今回の舞台は能登半島の岬の上に建つ料亭「渟湛(ていたん)」です。
この料亭を営んでいる吉見家には、ある呪いに関する話が一部の者だけに伝わっていました。
その呪いとは、代替わりのたびに必ず多数の死者が出るというもの。
おりしも当主が亡くなり、悲劇の兆候がいくつも現れ始めたため、SPRに依頼が舞い込んできます。
客への被害を抑えるために料亭は閉められ、従業員にも休暇を取ってもらっているため、現在料亭に残っているのは吉見家の家族13人だけ。
そこにSPR一行が調査に赴くことになります。
ということで、『ゴーストハント』シリーズもいよいよ大詰め。
物語が始まって早々にハプニングが発生し、坊さんを筆頭にいつものメンバーが総出でナル抜きで奮闘することになるのがこれまでと大きく異なるところです。

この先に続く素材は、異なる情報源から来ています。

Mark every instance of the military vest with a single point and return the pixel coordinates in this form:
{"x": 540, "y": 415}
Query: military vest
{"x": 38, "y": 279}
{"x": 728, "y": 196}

彼らが困難に負けずに一歩一歩真実に近づいていく様子が丹念に描写されています。
もちろん待ちに待った綾子の活躍もあり。
ページ数は434ページ。
内容的には、コミックス第8巻と第9巻、アニメ版DVD Vol.10&11に収録されている「呪いの家」に相当する話です。
そして今回もコミックスやアニメ版では描かれなかった、小説版ならではの配慮がありました。
一番感心させられたのは、再生の儀式を繰り返す魂について麻衣が疑問を抱く場面です。
洞窟に打ち寄せられる魂は何のために再生の儀式をして何に生まれ変わろうとしてるのか、そしてなぜ麻衣たちを襲撃したのか?
この疑問はコミックス&アニメでは触れられなかったもので、自分も特に意識していませんでした。
でも、この疑問を麻衣に抱かせることで(そしてその答えを読者に明確に意識させることで)、おこぶさまの不気味さが格段に増すことに。
本編373ページに記述されている1ページにも満たない記述ですが、これを読んだときはゾクッときてしまいました。
結末は知っていたので、最後の締めでの驚きはありませんでしたが、ここに至っても小説版ならではの満足感は健在でした。
第7巻(最終巻)は『扉を開けて』。
2011年11月刊行予定です。
ついにすべての謎が解明されます。